Bu dünya bir misafirhane, biz de birer misafiriz. Misafirhane sahibinin rızası dairesinde hareket edip, O’nu hoşnut edip bu misafirhaneden öylece ayrılmaya bakmalıyız. Rabbimiz yarattığı bütün insanları cennete davet ediyor: “Vallahu yed’û ilâ dârisselâm” (Yunus Suresi / 25) Gereğini yaparak bu davete icabet edenlere mümin deniliyor.

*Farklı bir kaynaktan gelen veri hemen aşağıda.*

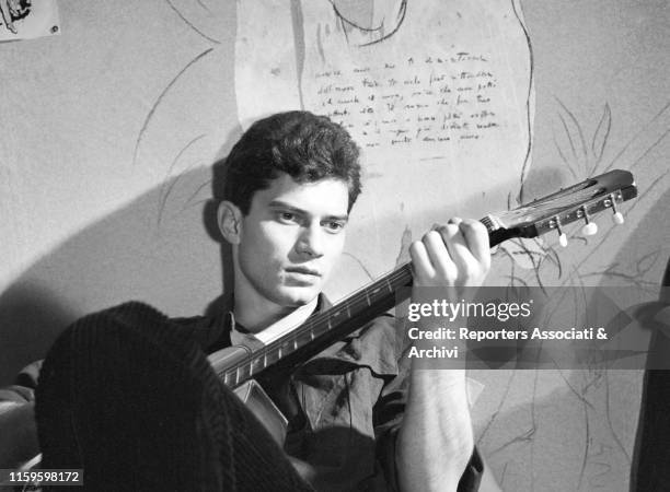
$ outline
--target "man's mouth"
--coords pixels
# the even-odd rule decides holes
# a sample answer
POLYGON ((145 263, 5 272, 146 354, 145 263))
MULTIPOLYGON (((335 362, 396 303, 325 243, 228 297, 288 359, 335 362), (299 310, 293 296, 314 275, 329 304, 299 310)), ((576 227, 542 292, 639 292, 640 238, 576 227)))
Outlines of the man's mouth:
POLYGON ((308 267, 289 267, 286 269, 289 273, 299 273, 303 276, 321 277, 319 270, 314 270, 308 267))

İçerisinde bulunduğumuz zaman, bütün peygamberlerin şerrinden Allah’a sığındıkları bir zaman. Bu zamanda cennete gitme imtihanını kazanmak çok zorlaşmış. Bu yazımızda, okuduğumuz kitaplardan istifade ederek, kardeş olduğumuz bütün mümin ve müminelere “dost tavsiyesinde” bulunacağız. Bizim bu yaptığımız trafik polisinin yön göstermesine benzetilebilir. Biz de bu zamana kadar aldığımız derslere binaen âhiret kardeşlerimize “Peygamber Yolu”nun işaret taşlarını göstereceğiz.

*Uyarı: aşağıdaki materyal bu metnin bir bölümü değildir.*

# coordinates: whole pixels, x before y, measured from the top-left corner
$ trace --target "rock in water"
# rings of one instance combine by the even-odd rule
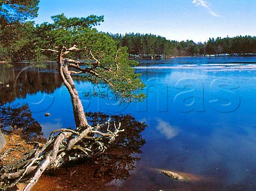
[[[4,138],[4,135],[0,131],[0,151],[4,147],[6,143],[6,141]]]

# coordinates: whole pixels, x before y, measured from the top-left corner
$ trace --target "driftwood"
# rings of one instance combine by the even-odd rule
[[[0,170],[0,186],[6,189],[19,182],[28,182],[24,190],[30,190],[43,172],[50,168],[58,168],[70,160],[90,157],[103,153],[115,139],[121,130],[121,123],[111,123],[110,119],[95,127],[77,128],[75,130],[60,129],[52,132],[48,141],[39,144],[14,164],[2,165]],[[107,131],[101,131],[107,126]],[[114,129],[111,131],[109,129]]]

Her şeyden önce sağlam bir imanı elde etmenin yollarını arayacağız. Cennetin anahtarı, “Lâ ilâhe illallah Muhammedün resûlullah” mübarek kelimesidir. Ancak bu bir cümlelik lafız, binlerce ciltlik manayı sinesinde barındırmaktadır. “Lâ ilâhe illallah” derken buna bütün binbir esma dâhildir. Yani o isimlerin tamamında Allah’a şirk koşulmayacak. Rezzak, Şafi, Hâkim, Hakem, Hakîm ve hakeza bütün isimlerde Allah’ın benzeri, ortağı yoktur. Adil Allah’tır. Hâkimiyet Allah’ındır. Bütün yeryüzü Allah’ın olduğu gibi, bu yeryüzünde Allah’ın hükümleri hâkim olmalıdır. İşte bütün peygamberlerin ve Peygamber Efendimizin (A.S.M.) temel gayesi ve mücadelesi bunun içindir. Bu gerçekleri biz, “Muhammedürresulullah” kelimesini can-u gönülden teleffuz ederek dile getirmiş oluyoruz.

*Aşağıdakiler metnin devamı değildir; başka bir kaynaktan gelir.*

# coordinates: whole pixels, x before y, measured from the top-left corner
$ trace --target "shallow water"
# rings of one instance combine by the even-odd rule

İmanın esasları derken, Kur’an-ı Azimüşşan’ın 6666 ayetinin tamamına ve Peygamber Efendimizin sünnet-i seniyyesine imanı kastetmekteyiz. Peygamber Efendimiz (A.S.M.) Kur’an Anayasasına ilaveten yine Allah’ın emriyle ve izniyle dinin temel esaslarını açıklamış, tatbik etmiş, işte o esaslar da dinin temel hükümlerinden olmuştur. Bunu asla unutmayacağız ve aklını ve kalbini ecnebilere kiraya vermiş kişilerin sözlerine itibar etmeyeceğiz.
Helal belli, haram bellidir. Haramlardan kaçınacağız, Allah’ın emirlerini yerine getireceğiz. En başta da namaz emrini. Bu asırda namaz maalesef çok ihmal edilmektedir. Oysa namaz dinin direğidir, İslâm binasının temelidir. Namaz kılmayan kişiye, İslâm’ın diğer hükümlerini anlatsanız da fazla tesiri olmaz, bu temel farzı yerine getirmeyen diğer farzlarda da gevşeklik yapar.
Yine zamanımızda, zekât hakkıyla verilmemekte, miras İslâm’ın hükümlerine göre taksim edilmemektedir. İslâm’ın düşmanları cihat hakikatini unutturmak için trilyonlarca dolar harcamaktadır. İslâm bünyesine sızmış ajanlar, “Haçlılar ülkenize girdiğinde size zarar vermez, karınıza kızınıza ilişmezler” demektedirler. Cihat İslâm’ın zirvesidir. Cihatsız İslâm olmaz. Cihat hakikati ihmal edildiğinde, zillet ve sefalet başlar. Son iki asırda İslâm âleminin durumu bunun delilidir.
Yine günümüzde sıla-i rahim ihmal edilmekte, İslâm kardeşliğinin gereği yerine getirilmemektedir. Hizipler, meslekler, meşrepler, cemaatler, tarikatlar farklılığı asla ayrışmaya sebep teşkil etmemelidir. Bizler müminiz, muvahhidiz. Dolayısıyla bir olmak, beraber olmak, yekvücut halde bulunmak bizim temel şiarımız olmalıdır.
Müminin bir şiarı da şefkatli, merhametli olmaktır. Fakir fukarayı, yetimleri seveceğiz. Onları koruyup kollayacağız. Onların ihtiyaçlarına koşacağız. Kimsesiz yaşlıların, dulların, mazlumların yardımına koşacağız. Rabbimizin mahlûku olan kuşlara, kedilere ve diğer mahlûkata da kol kanat gereceğiz. Maddî-manevî bütün sıkıntılarımızın temel sebebi, cehalettir. Cehaletle mücadele edeceğiz. Cehaleti alt etmenin yolu, okumak, bilgi sahibi olmaktır. Bilgili insanı şeytan ve şeytanın uşakları kandıramaz.
Bu vatan bize Rabbimizin lütfudur. Hepimizin müşterek sığınağı olan bu vatanı koruyacağız. İslâm’ın düşmanları; hile ile, alavere-dalevere ile bu vatanı elimizden almak, bizi köleleştirmek istiyor. Onların bu oyunlarını bozmalıyız. Bunun yolu da yine dinimize sahip çıkmaktan geçmektedir. “Vatan sevgisi imandandır.” Dinle bağını koparanın gözünde vatan, alınıp satılan bir metadır. O gibi kimseler Alparslan’ın, Sultan Fatih’in, Çanakkale Savaşı’nda, Kurtuluş Savaşı’nda can veren kahramanların ve günümüzde vatanı korumak için canını hiçe sayan yiğitlerin mücadelesini anlayamaz.